Levels of certain circulating short-chain dicarboxylacylcarnitine (SCDA), long-chain dicarboxylacylcarnitine (LCDA) and medium chain acylcarnitine (MCA) metabolites are heritable and predict cardiovascular disease (CVD) events. Little is known about the biological pathways that influence levels of most of these metabolites. Here, we analyzed genetics, epigenetics, and transcriptomics with metabolomics in samples from a large CVD cohort to identify novel genetic markers for CVD and to better understand the role of metabolites in CVD pathogenesis. Using genomewide association in the CATHGEN cohort (N = 1490), we observed associations of several metabolites with genetic loci. Our strongest findings were for SCDA metabolite levels with variants in genes that regulate components of endoplasmic reticulum (ER) stress (USP3, HERC1, STIM1, SEL1L, FBXO25, SUGT1) These findings were validated in a second cohort of CATHGEN subjects (N = 2022, combined p = 8.4x10-6-2.3x10-10). Importantly, variants in these genes independently predicted CVD events. Association of genomewide methylation profiles with SCDA metabolites identified two ER stress genes as differentially methylated (BRSK2 and HOOK2). Expression quantitative trait loci (eQTL) pathway analyses driven by gene variants and SCDA metabolites corroborated perturbations in ER stress and highlighted the ubiquitin proteasome system (UPS) arm. Moreover, culture of human kidney cells in the presence of levels of fatty acids found in individuals with cardiometabolic disease, induced accumulation of SCDA metabolites in parallel with increases in the ER stress marker BiP. Thus, our integrative strategy implicates the UPS arm of the ER stress pathway in CVD pathogenesis, and identifies novel genetic loci associated with CVD event risk.

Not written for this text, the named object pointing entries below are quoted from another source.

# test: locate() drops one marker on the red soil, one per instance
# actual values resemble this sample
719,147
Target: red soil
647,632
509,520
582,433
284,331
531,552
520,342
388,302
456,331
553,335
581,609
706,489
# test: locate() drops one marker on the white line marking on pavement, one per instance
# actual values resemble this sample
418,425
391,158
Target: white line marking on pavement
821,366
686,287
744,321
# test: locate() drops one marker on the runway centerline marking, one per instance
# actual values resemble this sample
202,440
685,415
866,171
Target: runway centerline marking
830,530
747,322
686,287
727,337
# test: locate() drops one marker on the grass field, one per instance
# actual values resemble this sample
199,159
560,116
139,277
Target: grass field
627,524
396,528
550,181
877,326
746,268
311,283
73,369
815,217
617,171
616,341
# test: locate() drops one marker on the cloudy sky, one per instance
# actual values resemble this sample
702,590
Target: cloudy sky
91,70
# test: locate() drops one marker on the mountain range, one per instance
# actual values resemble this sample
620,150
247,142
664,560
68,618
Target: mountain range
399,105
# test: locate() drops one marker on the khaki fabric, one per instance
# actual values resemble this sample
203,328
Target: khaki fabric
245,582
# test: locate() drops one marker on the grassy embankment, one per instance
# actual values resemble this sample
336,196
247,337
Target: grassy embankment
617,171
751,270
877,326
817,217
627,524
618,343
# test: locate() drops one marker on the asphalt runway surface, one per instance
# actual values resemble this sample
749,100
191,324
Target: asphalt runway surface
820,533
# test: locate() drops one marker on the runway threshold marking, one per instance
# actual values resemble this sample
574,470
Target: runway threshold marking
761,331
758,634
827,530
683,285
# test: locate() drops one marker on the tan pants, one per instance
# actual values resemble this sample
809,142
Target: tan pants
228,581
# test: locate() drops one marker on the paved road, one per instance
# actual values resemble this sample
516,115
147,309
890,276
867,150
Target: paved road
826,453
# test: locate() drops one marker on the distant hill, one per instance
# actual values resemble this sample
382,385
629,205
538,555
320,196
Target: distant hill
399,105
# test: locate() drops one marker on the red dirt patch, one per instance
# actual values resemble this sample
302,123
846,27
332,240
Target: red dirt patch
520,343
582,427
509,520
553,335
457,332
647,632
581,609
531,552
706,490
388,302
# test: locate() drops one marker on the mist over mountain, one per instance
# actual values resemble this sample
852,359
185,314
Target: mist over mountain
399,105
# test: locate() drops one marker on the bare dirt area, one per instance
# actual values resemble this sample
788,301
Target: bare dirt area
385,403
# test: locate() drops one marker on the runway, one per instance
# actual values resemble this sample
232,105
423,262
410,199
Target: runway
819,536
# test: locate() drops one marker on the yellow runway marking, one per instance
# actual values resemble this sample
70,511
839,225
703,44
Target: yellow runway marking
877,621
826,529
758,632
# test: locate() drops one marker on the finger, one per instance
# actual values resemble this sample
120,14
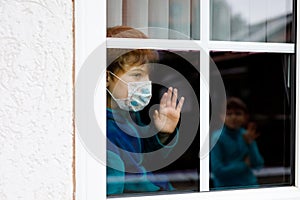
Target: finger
169,97
174,98
163,100
155,115
251,127
179,106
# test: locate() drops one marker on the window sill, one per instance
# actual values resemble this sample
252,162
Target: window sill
275,193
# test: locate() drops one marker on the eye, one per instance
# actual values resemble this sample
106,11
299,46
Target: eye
137,75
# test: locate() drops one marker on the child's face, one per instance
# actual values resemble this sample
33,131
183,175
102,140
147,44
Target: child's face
235,118
131,74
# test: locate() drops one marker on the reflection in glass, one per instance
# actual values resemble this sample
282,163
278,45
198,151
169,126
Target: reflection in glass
263,82
252,20
160,19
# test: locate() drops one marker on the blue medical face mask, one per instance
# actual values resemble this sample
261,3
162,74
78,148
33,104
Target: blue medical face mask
139,95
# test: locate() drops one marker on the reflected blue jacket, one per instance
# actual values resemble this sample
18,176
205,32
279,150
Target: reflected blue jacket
228,153
127,141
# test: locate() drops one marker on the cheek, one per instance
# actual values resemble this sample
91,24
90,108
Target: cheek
120,91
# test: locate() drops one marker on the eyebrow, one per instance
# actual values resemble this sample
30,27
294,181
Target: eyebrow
140,69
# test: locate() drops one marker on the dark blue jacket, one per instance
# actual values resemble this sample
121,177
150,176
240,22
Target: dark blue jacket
127,140
228,154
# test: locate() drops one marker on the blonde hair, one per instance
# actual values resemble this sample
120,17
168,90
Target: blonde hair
118,58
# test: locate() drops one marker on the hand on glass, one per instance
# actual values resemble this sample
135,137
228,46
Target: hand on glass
167,117
251,133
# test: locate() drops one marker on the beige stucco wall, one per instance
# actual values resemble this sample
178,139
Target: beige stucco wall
36,55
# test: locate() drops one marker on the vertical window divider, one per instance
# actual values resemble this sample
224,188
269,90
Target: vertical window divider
204,97
90,33
297,128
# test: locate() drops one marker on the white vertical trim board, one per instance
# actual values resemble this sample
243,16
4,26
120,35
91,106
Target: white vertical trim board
90,32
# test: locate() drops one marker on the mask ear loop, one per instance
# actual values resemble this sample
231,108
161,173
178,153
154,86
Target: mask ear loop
118,77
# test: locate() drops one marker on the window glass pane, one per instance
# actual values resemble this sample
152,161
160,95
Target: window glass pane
254,145
160,19
252,20
145,153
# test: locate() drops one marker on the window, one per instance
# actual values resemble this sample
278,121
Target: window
224,46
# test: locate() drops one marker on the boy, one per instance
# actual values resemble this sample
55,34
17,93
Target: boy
128,92
235,152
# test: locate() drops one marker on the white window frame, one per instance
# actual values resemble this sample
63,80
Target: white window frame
90,32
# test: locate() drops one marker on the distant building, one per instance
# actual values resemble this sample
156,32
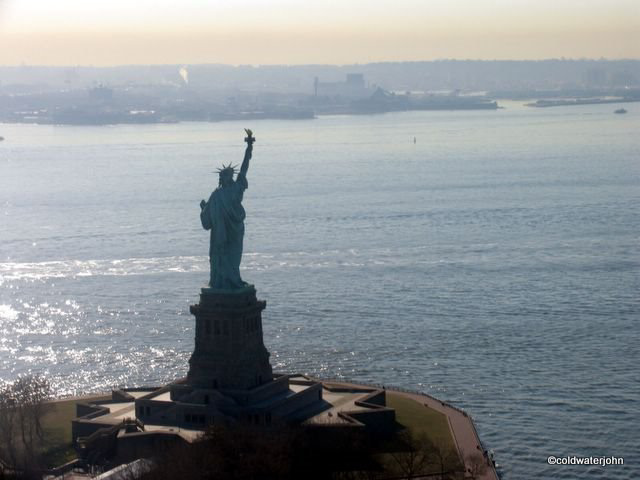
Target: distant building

Fig 1. Manhattan plots of GWAS results.

Displayed are Manhattan plots of the association results for GWAS (discovery cohort, whites only) with (A) factor 1 additive model, (B) factor 1 dominant model, (C) factor 2 additive model, (D) factor 2 dominant model, (E) factor 3 additive model and (F) factor 3 dominant model.

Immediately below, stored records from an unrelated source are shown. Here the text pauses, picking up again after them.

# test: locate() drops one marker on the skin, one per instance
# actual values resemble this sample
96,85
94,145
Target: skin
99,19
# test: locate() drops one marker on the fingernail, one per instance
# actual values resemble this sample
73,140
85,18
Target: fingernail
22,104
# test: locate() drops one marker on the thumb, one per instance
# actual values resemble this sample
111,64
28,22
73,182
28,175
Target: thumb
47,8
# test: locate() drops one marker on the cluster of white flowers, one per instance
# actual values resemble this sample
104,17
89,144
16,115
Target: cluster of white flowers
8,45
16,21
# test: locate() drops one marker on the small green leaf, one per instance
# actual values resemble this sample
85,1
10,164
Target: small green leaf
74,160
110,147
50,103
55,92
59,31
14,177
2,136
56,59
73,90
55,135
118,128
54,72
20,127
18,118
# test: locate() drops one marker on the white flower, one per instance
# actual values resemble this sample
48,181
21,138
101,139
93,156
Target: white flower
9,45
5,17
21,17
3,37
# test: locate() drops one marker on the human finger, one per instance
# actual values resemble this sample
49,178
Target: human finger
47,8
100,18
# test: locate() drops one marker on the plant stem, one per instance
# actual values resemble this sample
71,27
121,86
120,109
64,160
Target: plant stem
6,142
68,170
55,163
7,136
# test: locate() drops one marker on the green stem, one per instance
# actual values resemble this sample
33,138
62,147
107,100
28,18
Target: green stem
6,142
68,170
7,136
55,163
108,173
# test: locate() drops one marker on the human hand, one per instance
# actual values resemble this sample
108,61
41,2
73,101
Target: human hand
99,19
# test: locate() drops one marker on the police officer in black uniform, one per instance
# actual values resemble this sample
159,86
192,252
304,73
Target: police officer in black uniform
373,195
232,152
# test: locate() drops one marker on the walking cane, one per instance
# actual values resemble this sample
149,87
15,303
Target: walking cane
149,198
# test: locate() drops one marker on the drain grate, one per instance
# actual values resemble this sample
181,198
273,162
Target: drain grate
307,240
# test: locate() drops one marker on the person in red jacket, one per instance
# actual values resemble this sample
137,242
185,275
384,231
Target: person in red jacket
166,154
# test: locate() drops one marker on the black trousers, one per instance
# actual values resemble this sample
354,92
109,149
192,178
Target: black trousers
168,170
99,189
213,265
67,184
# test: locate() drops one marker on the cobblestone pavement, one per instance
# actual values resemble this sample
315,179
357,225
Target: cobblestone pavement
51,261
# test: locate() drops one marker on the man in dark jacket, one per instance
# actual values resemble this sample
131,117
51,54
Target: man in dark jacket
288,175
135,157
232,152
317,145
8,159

Fig 2. Genomic region plots for significant mQTL associated with SCDA levels.

Displayed are LocusZoom plots with -log10(p-value) (left Y-axis) and LD (right Y-axis), additive model, discovery cohort: (A) USP3|HERC1, whites only; (B) STON2|SEL1L, race meta-analysis; (C) RRM1|STIM1, race meta-analysis; (D) OLFM4|SUGT1, whites only.

Fig 3

Dicarboxylic (DC) acylcarnitines measured in HEK 293 cell lysates (A) and conditioned medium (B) after 24 h exposure to BSA alone or in complex with 500 uM fatty acids (FA, oleate:palmitate, 1:1). C) Representative Western blot analysis of the ER stress protein, BiP, in HEK 293 cells treated 24 h with 500 uM FA ± increasing doses of tunicamycin (NT; no treatment, Vehicle (DMSO), 8 ng/mL and 32 ng/mL tunicamycin). High dose tunicamycin (500 ng/mL) served as a positive control. Asterisks indicate significant difference between BSA and FA experiments (p<0.05).

Fig 4. Representation of metabolomics, GWAS, eQTL, and methylation leading to convergence on ER stress as a pathway for CVD event pathogenesis.